It’s good to see TESS, the Transiting Exoplanet Survey Satellite, producing early results. We’re coming up on the one year anniversary of its launch last April 18, with the spacecraft’s four cameras doing month-long stares at 26 vertical strips of sky, beginning with the southern hemisphere. Two years of such scanning will produce coverage of 85 percent of the sky.

The focus on bright, nearby stars is a shift from the Kepler strategy. While both missions have dealt with planetary transits across the face of their star as seen from the spacecraft, TESS is going to be producing plenty of data for follow-ups, planets close enough that we can consider studying their atmospheres with future missions beginning with the James Webb Space Telescope. Kepler’s long stare was of distant stars in a specific region, the idea being to gain a statistical understanding of the prevalence of planets. TESS gets us closer to home.

Now we have TOI-197 (TOI stands for ‘TESS Object of Interest’), a planet close to the size of Saturn in a tight orbit of its star (about 14 days). Asteroseismology comes into play here, with astronomers from the TESS Asteroseismic Science Consortium (TASC) using stellar oscillations to make a call on the star’s age, about 5 billion years. The star turns out to be slightly larger than the Sun, a late subgiant / early red giant, while the candidate planet shows a radius 9 times that of Earth. It masses 60 Earths, and its density is 1/13th that of our own planet.

Image: A “hot Saturn” passes in front of its host star in this illustration. Astronomers who study stars used “starquakes” to characterize the star, which provided critical information about the planet. Credit: Gabriel Perez Diaz, Instituto de Astrofísica de Canarias.
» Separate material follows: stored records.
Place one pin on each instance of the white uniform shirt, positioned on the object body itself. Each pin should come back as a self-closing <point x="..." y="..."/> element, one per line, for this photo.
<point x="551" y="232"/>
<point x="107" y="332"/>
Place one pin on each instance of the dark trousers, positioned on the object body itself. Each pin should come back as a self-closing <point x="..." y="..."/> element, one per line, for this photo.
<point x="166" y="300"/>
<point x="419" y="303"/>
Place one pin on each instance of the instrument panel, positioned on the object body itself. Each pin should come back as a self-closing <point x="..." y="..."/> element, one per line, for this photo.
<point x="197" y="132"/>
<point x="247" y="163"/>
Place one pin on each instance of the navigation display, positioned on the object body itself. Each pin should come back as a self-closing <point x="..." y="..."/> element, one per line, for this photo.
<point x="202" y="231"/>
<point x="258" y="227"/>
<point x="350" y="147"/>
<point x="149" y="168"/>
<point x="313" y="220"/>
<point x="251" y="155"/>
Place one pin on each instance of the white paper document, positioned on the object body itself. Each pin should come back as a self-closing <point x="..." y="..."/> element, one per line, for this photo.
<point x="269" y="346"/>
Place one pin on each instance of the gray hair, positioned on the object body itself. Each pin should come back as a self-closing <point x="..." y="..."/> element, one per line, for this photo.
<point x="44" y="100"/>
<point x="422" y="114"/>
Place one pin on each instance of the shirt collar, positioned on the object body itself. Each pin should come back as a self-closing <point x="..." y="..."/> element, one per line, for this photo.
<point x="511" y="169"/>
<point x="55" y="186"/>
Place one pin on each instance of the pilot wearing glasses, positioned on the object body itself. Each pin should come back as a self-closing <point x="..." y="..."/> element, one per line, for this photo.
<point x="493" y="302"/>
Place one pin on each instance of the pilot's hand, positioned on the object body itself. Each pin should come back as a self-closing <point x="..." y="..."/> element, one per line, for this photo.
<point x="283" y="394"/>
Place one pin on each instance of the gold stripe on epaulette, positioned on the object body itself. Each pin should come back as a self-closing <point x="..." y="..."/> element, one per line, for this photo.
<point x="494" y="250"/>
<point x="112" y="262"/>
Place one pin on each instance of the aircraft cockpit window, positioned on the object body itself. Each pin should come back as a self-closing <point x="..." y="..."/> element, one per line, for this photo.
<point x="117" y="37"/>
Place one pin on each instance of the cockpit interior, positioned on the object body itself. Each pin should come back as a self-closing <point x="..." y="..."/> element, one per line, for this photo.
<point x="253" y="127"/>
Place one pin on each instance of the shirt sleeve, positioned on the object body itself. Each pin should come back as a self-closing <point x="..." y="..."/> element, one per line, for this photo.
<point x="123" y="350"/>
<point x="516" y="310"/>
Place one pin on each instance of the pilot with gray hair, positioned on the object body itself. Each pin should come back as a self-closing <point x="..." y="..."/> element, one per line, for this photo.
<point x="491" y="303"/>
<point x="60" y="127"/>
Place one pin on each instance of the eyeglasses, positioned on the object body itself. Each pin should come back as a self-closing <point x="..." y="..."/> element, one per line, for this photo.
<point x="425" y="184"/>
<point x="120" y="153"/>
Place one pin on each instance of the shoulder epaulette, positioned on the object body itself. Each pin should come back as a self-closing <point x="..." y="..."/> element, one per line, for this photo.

Asteroseismologists examine seismic waves in stars (think of them as ‘starquakes’) that show up as changes in brightness, and offer useful clues about about radius, mass and age. TOI-197 turns out to be the first TESS planet for which the oscillations of the host star can be measured. It’s interesting to see, then, that in addition to the paper on TOI-197, we also have a new paper that will prove useful for TESS characterizations going forward. It’s a target list, prepared by TASC, that identifies some 25,000 stars that are both Sun-like and oscillating.

So the asteroseismology work with TESS data gets underway. Steve Kawaler (Iowa State University) notes the scope of the work:

“The thing that’s exciting is that TESS is the only game in town for awhile and the data are so good that we’re planning to try to do science we hadn’t thought about. Maybe we can also look at the very faint stars – the white dwarfs – that are my first love and represent the future of our sun and solar system.”

An interesting thought given shape by the TOI-197 findings that reveal TESS’ potential for asteroseismology. From the discovery paper:

TOI-197 provides a first glimpse at the strong potential of TESS to characterize exoplanets using asteroseismology. TOI-197.01 has one the most precisely characterized densities of known Saturn-sized planets to date, with an uncertainty of ? 15%. Thanks to asteroseismology the planet density uncertainty is dominated by measurements of the transit depth and the radial velocity amplitude, and thus can be expected to further decrease with continued transit observations and radial velocity follow-up, which is readily performed given the brightness (V=8) of the star. Ensemble studies of such precisely characterized planets orbiting oscillating subgiants can be expected to yield significant new insights on the effects of stellar evolution on exoplanets, complementing current intensive efforts to characterize planets orbiting dwarfs.

We also have in TOI-197 an addition to the list of close-in transiting worlds around evolved stars; i.e., stars that have begun their transition to red giant status. Worlds like this undergo what the paper calls ‘radius reinflation’ as the host star evolves up the red giant branch. According to the paper, TESS is expected to “detect oscillations in thousands of main-sequence, subgiant and early red-giant stars… and simulations predict that at least 100 of these will host transiting or non-transiting exoplanets.”

The papers are Schofield et al., “The Asteroseismic Target List for Solar-like Oscillators Observed in 2 minute Cadence with the Transiting Exoplanet Survey Satellite,” Astrophysical Journal Supplement Series Vol. 241, No. 1 (14 March 2019). Abstract; and Huber et al., “A Hot Saturn Orbiting an Oscillating Late Subgiant Discovered by TESS,” accepted at the Astronomical Journal (preprint).